Note
Go to the end to download the full example code.
Fused Softmax¶
In this tutorial, you will write a fused softmax operation that is significantly faster than PyTorch’s native op for a particular class of matrices: those whose rows can fit in the GPU’s SRAM.
In doing so, you will learn about:
The benefits of kernel fusion for bandwidth-bound operations.
Reduction operators in Triton.
Motivations¶
Custom GPU kernels for elementwise additions are educationally valuable but won’t get you very far in practice. Let us consider instead the case of a simple (numerically stabilized) softmax operation:
import torch
import triton
import triton.language as tl
from triton.runtime import driver
DEVICE = triton.runtime.driver.active.get_active_torch_device()
def is_hip():
return triton.runtime.driver.active.get_current_target().backend == "hip"
def is_cdna():
return is_hip() and triton.runtime.driver.active.get_current_target().arch in ('gfx940', 'gfx941', 'gfx942',
'gfx90a', 'gfx908')
def naive_softmax(x):
"""Compute row-wise softmax of X using native pytorch
We subtract the maximum element in order to avoid overflows. Softmax is invariant to
this shift.
"""
# read MN elements ; write M elements
x_max = x.max(dim=1)[0]
# read MN + M elements ; write MN elements
z = x - x_max[:, None]
# read MN elements ; write MN elements
numerator = torch.exp(z)
# read MN elements ; write M elements
denominator = numerator.sum(dim=1)
# read MN + M elements ; write MN elements
ret = numerator / denominator[:, None]
# in total: read 5MN + 2M elements ; wrote 3MN + 2M elements
return ret
When implemented naively in PyTorch, computing y = naive_softmax(x) for \(x \in R^{M \times N}\)

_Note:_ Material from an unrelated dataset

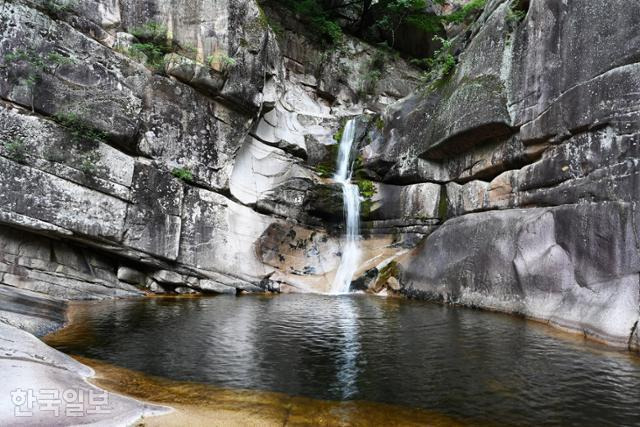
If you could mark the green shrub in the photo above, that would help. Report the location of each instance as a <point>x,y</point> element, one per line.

requires reading \(5MN + 2M\) elements from DRAM and writing back \(3MN + 2M\) elements.
This is obviously wasteful; we’d prefer to have a custom “fused” kernel that only reads
X once and does all the necessary computations on-chip.
Doing so would require reading and writing back only \(MN\) bytes, so we could
expect a theoretical speed-up of ~4x (i.e., \((8MN + 4M) / 2MN\)).

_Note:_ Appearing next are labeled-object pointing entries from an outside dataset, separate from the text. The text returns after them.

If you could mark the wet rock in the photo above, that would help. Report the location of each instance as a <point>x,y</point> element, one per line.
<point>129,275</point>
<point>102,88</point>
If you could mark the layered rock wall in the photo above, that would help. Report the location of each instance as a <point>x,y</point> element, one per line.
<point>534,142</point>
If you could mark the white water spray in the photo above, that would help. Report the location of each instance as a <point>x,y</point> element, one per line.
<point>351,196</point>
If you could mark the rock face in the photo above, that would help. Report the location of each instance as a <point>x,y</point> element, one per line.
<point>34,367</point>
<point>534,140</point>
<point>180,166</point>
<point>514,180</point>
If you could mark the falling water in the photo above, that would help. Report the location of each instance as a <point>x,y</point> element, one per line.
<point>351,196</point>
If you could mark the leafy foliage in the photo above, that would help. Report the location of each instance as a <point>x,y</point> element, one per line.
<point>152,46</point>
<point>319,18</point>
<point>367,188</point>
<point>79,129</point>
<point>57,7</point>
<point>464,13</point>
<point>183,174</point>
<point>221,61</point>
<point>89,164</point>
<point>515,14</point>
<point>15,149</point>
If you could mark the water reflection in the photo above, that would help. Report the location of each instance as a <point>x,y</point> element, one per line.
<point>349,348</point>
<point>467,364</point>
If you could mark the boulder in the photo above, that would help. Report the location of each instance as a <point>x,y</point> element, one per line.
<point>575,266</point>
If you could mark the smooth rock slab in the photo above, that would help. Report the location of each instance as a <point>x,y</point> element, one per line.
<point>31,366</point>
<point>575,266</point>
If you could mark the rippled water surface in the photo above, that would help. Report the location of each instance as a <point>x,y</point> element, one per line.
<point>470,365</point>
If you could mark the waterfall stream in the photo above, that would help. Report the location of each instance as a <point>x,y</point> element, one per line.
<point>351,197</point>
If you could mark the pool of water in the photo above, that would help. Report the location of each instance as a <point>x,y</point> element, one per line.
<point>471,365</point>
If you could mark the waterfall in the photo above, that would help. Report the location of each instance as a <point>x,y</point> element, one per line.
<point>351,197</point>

The torch.jit.script flags aims to perform this kind of “kernel fusion” automatically
but, as we will see later, it is still far from ideal.
Compute Kernel¶
Our softmax kernel works as follows: each program loads a set of rows of the input matrix X strided by number of programs, normalizes it and writes back the result to the output Y.
Note that one important limitation of Triton is that each block must have a power-of-two number of elements, so we need to internally “pad” each row and guard the memory operations properly if we want to handle any possible input shapes:
@triton.jit
def softmax_kernel(output_ptr, input_ptr, input_row_stride, output_row_stride, n_rows, n_cols, BLOCK_SIZE: tl.constexpr,
num_stages: tl.constexpr):
# starting row of the program
row_start = tl.program_id(0)
row_step = tl.num_programs(0)
for row_idx in tl.range(row_start, n_rows, row_step, num_stages=num_stages):
# The stride represents how much we need to increase the pointer to advance 1 row
row_start_ptr = input_ptr + row_idx * input_row_stride
# The block size is the next power of two greater than n_cols, so we can fit each
# row in a single block
col_offsets = tl.arange(0, BLOCK_SIZE)
input_ptrs = row_start_ptr + col_offsets
# Load the row into SRAM, using a mask since BLOCK_SIZE may be > than n_cols
mask = col_offsets < n_cols
row = tl.load(input_ptrs, mask=mask, other=-float('inf'))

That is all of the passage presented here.